Differences between ARM Cortex-A8 and Cortex-A9 arm cortex a9刷机包

The ARM Cortex-A9 CPU can be single-core, dual-core or quad-core, and features speculative Out-of-Order Execution (allows high-level code such as C/C++ to automatically run more efficiently), yet is extremely low in battery power. So the ARM Cortex-A9 is used in most of the latest multi-core devices, such as the Apple iPad2 (Apple A5 processor), LG Optimus 2X (nVidia Tegra2), Samsung Galaxy S II (Samsung Exynos 4210), Sony NGP PSP2, and the PandaBoard (TI OMAP4430). Here are some notes I made when reading theARM Cortex-A Programmer's Guide:

Differences between ARM Cortex-A8 and Cortex-A9 (eg: iPad 1 vs iPad 2):

Cortex-A9 has many advanced features for a RISC CPU, such as speculative data accesses, branch prediction, multi-issuing of instructions, hardware cache coherency, out-of-order execution and register renaming. Cortex-A8 does not have these, except for dual-issuing instructions and branch prediction. Therefore Assembly code optimizations &NEON SIMD are not as important in Cortex-A9 anymore.

Cortex-A9 has 32 bytes per L1 cache line, whereas Cortex-A8 has 64 bytes per cache line.

Cortex-A9 has an external L2 cache (a separate "outer" PL310 or new L2C-310 chip), whereas Cortex-A8 has an internal L2 cache (on-chip "inner" cache, therefore faster).

Cortex-A9 MPCore has separate L1 Data and Instruction caches for each core, with hardware cache coherency for the L1 Data cache but not the L1 Instruction cache. Any L2 cache is shared externally between all the cores.

Cortex-A9 must use the PreLoad Engine in the external L2 cache controller (if it has one), whereas Cortex-A8 has an internal PLE for its L2 cache.

Cortex-A9 has a full VFPv3 FPU, whereas Cortex-A8 only has VFPLite. The main difference being that most float operations take 1 cycle on Cortex-A9 but take 10 cycles on Cortex-A8! Therefore VFP is very slow on Cortex-A8 but decent on Cortex-A9.

Cortex-A9 allows half-precision (16-bit) floats, whereas Cortex-A8 only allows 32-bit singles and 64-bit floats. But half-precision has almost no supported operations directly anyway.

Cortex-A9 can't dual-issue multiple NEON instructions, whereas Cortex-A8 can potentially dual-issue certain NEON load/store instructions with other NEON instructions.
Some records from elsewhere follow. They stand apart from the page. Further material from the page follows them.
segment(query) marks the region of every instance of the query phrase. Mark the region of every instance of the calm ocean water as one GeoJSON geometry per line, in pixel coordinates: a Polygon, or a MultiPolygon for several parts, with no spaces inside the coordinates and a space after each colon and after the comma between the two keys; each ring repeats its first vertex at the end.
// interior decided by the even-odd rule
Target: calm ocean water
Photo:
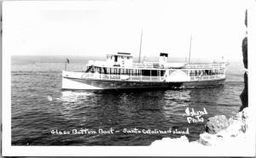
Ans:
{"type": "MultiPolygon", "coordinates": [[[[70,57],[69,70],[81,71],[89,57],[70,57]]],[[[101,59],[103,59],[104,58],[101,59]]],[[[189,130],[190,141],[204,132],[206,119],[230,116],[241,106],[243,65],[227,67],[224,86],[181,90],[108,92],[61,91],[65,57],[12,57],[11,110],[13,145],[149,145],[164,137],[180,134],[52,134],[73,129],[108,130],[110,127],[189,130]],[[203,122],[188,123],[187,107],[205,108],[203,122]]]]}

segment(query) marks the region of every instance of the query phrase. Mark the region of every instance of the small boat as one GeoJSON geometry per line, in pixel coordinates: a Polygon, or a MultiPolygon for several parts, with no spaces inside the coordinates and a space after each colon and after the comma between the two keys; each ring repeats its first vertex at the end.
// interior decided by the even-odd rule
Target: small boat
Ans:
{"type": "Polygon", "coordinates": [[[130,53],[107,54],[105,61],[90,60],[84,71],[62,71],[62,89],[183,88],[224,84],[225,63],[169,63],[160,53],[158,62],[133,62],[130,53]]]}

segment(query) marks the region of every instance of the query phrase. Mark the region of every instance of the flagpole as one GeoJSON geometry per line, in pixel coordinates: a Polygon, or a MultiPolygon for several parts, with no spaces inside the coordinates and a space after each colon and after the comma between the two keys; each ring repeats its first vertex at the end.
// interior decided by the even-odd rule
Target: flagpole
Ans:
{"type": "Polygon", "coordinates": [[[139,54],[139,63],[141,62],[141,54],[142,54],[142,43],[143,43],[143,28],[142,28],[142,34],[141,34],[141,43],[140,43],[140,54],[139,54]]]}
{"type": "Polygon", "coordinates": [[[65,71],[67,71],[67,61],[65,61],[65,71]]]}

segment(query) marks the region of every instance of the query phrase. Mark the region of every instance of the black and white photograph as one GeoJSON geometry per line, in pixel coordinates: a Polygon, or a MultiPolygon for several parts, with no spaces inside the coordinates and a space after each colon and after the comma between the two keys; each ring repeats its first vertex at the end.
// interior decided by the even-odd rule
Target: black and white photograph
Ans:
{"type": "Polygon", "coordinates": [[[255,3],[3,2],[3,155],[254,156],[255,3]]]}

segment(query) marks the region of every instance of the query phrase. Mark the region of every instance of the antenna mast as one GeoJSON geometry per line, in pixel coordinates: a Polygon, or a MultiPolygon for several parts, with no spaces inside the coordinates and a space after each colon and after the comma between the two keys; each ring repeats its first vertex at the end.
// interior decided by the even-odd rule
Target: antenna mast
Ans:
{"type": "Polygon", "coordinates": [[[140,54],[139,54],[139,63],[141,62],[141,54],[142,54],[142,44],[143,44],[143,29],[142,29],[142,34],[141,34],[141,44],[140,44],[140,54]]]}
Cortex-A8 had the NEON unit behind the ARM unit, so NEON had fast access to ARM registers & memory but it took 20 cycles delay for any registers or flags from NEON to reach the ARM! This often occurs with function return values (unless if "hardfp" convention or function inlining is used).

Cortex-A8 had a separate load/store unit for NEON and one for ARM, so if they were both loading or storing addresses in the same cache line, it adds about 20 cycles delay.

Cortex-A9 uses LDREX/STREX for multi-threaded synchronization without blocking all cores, whereas Cortex-A8 uses simple disabling of interrupts for mutexes.

All Cortex-A8 CPUs have a NEON SIMD unit, where some Cortex-A9 CPUs don't have a NEON SIMD unit (eg: nVidia Tegra 2 does not have NEON, but nVidia Tegra 3 will have NEON).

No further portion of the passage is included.